Regarding children and teens, parents must engage with their children and discuss the violence they witness in any and all forms of pop culture. Games, wonderfully, are interactive art; parents should play them with their children. Adults and teens must research what is appropriate for their consumption. Like other forms of pop culture, video games target a variety of audiences. Call of Duty and Grand Theft Auto—the games Acquaviva identified—are clearly labeled Mature Audiences Only, 17+. No responsible adult allows their under‐17‐year‐old child to play such games any more than they allow them to see an R‐rated movie without supervision. Enforcing this can be hard, but no one becomes a parent because it’s easy. We must study and experience all pop cultural art and learn to engage with it appropriately, rather than condemn it out of hand in ignorance.
Shedding light on family history
It’s strange, reading Paula Palmer’s “Quaker Indian Boarding Schools” (FJ Oct. 2016), to know my ancestors were on both sides of this particular coin. My great grandma was inducted into one of these Quaker schools for Indians. She eventually married a white Quaker man, but nothing was preserved in our family of the Native heritage, except our black eyes and hair.
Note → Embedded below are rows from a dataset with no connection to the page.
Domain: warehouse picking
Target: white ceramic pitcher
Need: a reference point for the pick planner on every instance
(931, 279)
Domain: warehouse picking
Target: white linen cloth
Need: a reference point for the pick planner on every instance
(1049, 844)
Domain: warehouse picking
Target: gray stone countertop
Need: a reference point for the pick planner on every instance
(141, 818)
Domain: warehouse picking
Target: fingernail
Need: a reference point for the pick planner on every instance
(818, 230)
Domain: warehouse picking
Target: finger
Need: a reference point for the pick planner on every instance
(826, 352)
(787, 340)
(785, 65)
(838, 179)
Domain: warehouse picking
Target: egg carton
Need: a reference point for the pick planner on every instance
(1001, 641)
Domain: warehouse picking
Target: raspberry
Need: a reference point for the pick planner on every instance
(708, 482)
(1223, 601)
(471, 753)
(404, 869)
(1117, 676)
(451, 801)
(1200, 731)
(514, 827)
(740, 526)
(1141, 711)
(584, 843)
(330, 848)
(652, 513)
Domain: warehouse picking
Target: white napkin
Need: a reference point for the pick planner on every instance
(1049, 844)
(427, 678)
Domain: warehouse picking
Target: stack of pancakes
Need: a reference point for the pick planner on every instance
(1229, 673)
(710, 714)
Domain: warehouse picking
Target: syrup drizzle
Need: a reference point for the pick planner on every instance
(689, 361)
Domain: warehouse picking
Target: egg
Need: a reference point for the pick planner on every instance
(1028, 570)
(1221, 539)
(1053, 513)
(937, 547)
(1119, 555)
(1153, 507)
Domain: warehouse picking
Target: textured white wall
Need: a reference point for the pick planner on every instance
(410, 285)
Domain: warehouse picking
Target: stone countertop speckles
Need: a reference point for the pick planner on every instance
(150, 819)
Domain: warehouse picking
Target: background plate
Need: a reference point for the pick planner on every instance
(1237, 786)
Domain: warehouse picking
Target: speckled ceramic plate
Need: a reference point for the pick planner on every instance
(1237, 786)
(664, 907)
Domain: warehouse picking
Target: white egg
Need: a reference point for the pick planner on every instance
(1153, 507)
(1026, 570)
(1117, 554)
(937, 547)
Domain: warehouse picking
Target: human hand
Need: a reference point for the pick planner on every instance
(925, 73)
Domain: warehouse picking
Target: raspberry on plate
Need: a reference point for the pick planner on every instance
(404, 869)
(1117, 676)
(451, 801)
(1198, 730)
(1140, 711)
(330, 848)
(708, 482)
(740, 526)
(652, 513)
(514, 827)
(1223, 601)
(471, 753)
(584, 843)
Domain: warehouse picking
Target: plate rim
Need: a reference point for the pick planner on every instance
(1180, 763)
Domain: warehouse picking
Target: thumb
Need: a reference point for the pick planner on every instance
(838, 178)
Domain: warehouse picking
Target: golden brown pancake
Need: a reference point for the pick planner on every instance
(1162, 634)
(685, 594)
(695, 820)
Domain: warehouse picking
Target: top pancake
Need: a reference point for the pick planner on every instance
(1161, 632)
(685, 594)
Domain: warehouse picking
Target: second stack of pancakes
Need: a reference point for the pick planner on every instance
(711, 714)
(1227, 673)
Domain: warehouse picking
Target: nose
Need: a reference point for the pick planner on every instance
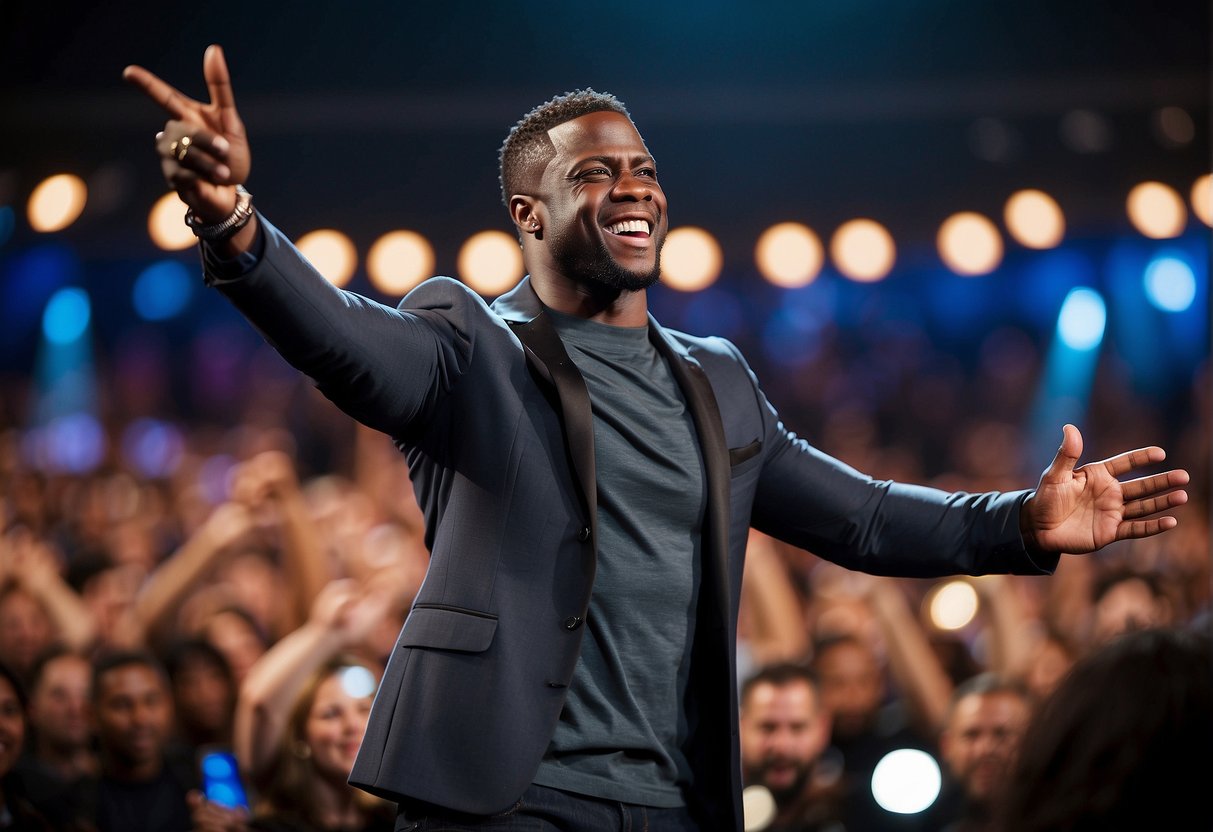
(632, 188)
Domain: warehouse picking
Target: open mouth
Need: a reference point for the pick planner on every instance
(638, 229)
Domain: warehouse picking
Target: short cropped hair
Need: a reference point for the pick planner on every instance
(527, 144)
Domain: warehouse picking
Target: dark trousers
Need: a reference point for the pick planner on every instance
(542, 809)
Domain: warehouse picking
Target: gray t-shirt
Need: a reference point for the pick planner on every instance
(624, 723)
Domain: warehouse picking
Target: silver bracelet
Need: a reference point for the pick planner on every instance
(227, 227)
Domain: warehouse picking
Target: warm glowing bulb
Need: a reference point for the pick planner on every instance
(1202, 199)
(863, 250)
(399, 261)
(690, 258)
(490, 262)
(331, 252)
(1035, 220)
(166, 223)
(789, 255)
(1156, 210)
(969, 244)
(56, 203)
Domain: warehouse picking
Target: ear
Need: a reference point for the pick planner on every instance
(528, 215)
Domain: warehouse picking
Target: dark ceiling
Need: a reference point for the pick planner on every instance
(372, 115)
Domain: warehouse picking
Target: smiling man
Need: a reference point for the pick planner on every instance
(588, 479)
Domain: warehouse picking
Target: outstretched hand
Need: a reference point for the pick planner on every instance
(204, 152)
(1081, 509)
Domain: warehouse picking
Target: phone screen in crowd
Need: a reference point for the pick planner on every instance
(221, 779)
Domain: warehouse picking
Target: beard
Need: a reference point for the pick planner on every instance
(594, 265)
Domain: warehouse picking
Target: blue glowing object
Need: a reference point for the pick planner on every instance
(66, 317)
(161, 290)
(1169, 284)
(1082, 319)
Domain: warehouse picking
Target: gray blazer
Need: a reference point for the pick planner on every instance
(496, 425)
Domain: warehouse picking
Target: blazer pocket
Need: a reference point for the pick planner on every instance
(448, 628)
(739, 455)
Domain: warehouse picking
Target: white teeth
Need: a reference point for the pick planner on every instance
(628, 226)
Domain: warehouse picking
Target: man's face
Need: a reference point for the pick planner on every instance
(602, 210)
(981, 740)
(58, 706)
(132, 713)
(782, 734)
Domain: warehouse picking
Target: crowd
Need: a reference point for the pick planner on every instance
(146, 620)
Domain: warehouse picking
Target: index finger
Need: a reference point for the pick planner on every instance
(168, 96)
(218, 80)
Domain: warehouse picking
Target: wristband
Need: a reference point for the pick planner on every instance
(227, 227)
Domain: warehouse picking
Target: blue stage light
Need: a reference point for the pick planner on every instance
(1169, 283)
(161, 290)
(1082, 319)
(66, 317)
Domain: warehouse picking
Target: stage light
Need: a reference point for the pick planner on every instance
(690, 260)
(789, 255)
(1156, 210)
(161, 290)
(863, 250)
(969, 244)
(906, 781)
(56, 203)
(1082, 319)
(166, 223)
(1169, 284)
(1035, 220)
(1202, 199)
(331, 252)
(399, 261)
(490, 262)
(67, 315)
(952, 605)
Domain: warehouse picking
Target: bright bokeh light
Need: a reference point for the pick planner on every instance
(331, 252)
(1202, 199)
(358, 682)
(166, 223)
(399, 261)
(690, 260)
(67, 315)
(490, 262)
(790, 255)
(863, 250)
(57, 203)
(161, 290)
(1156, 210)
(1082, 319)
(952, 605)
(1169, 284)
(969, 244)
(906, 781)
(1035, 220)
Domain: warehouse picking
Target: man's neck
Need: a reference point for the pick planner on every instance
(603, 303)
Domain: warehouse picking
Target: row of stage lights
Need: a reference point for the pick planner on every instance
(789, 255)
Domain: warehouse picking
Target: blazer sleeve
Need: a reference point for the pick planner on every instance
(385, 366)
(819, 503)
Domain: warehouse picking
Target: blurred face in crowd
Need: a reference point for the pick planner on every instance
(12, 727)
(852, 685)
(1126, 607)
(981, 739)
(58, 705)
(784, 731)
(24, 628)
(132, 711)
(336, 722)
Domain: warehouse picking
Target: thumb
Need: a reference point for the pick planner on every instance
(1066, 456)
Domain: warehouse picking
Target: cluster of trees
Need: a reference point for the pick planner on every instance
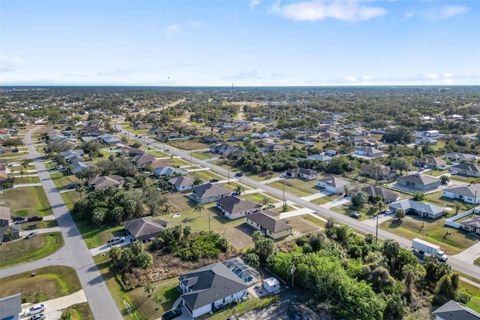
(189, 246)
(109, 206)
(355, 277)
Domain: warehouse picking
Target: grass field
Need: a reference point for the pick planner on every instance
(48, 283)
(79, 311)
(25, 250)
(27, 201)
(432, 231)
(296, 187)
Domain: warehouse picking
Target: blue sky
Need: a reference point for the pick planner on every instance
(258, 42)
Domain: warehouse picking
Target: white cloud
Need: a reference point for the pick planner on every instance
(254, 3)
(172, 29)
(314, 10)
(8, 63)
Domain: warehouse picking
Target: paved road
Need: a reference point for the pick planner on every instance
(457, 263)
(75, 252)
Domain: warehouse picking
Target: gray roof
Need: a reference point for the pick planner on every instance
(10, 306)
(209, 284)
(467, 191)
(269, 222)
(208, 190)
(452, 310)
(234, 205)
(419, 179)
(408, 204)
(144, 228)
It was spoken of in quiet tones through the 1970s. My grandma called her mother‐in‐law “the Indian woman” in a rather derisive tone, not acknowledging that her own husband, my grandpa, was half Native American.
Oddly, none of this was really brought to light until I started studying my ancestry several years ago. All I knew was my great grandma was Indian and married a Quaker. Thanks for the article; it helps shed more light on an obscure part of my family history.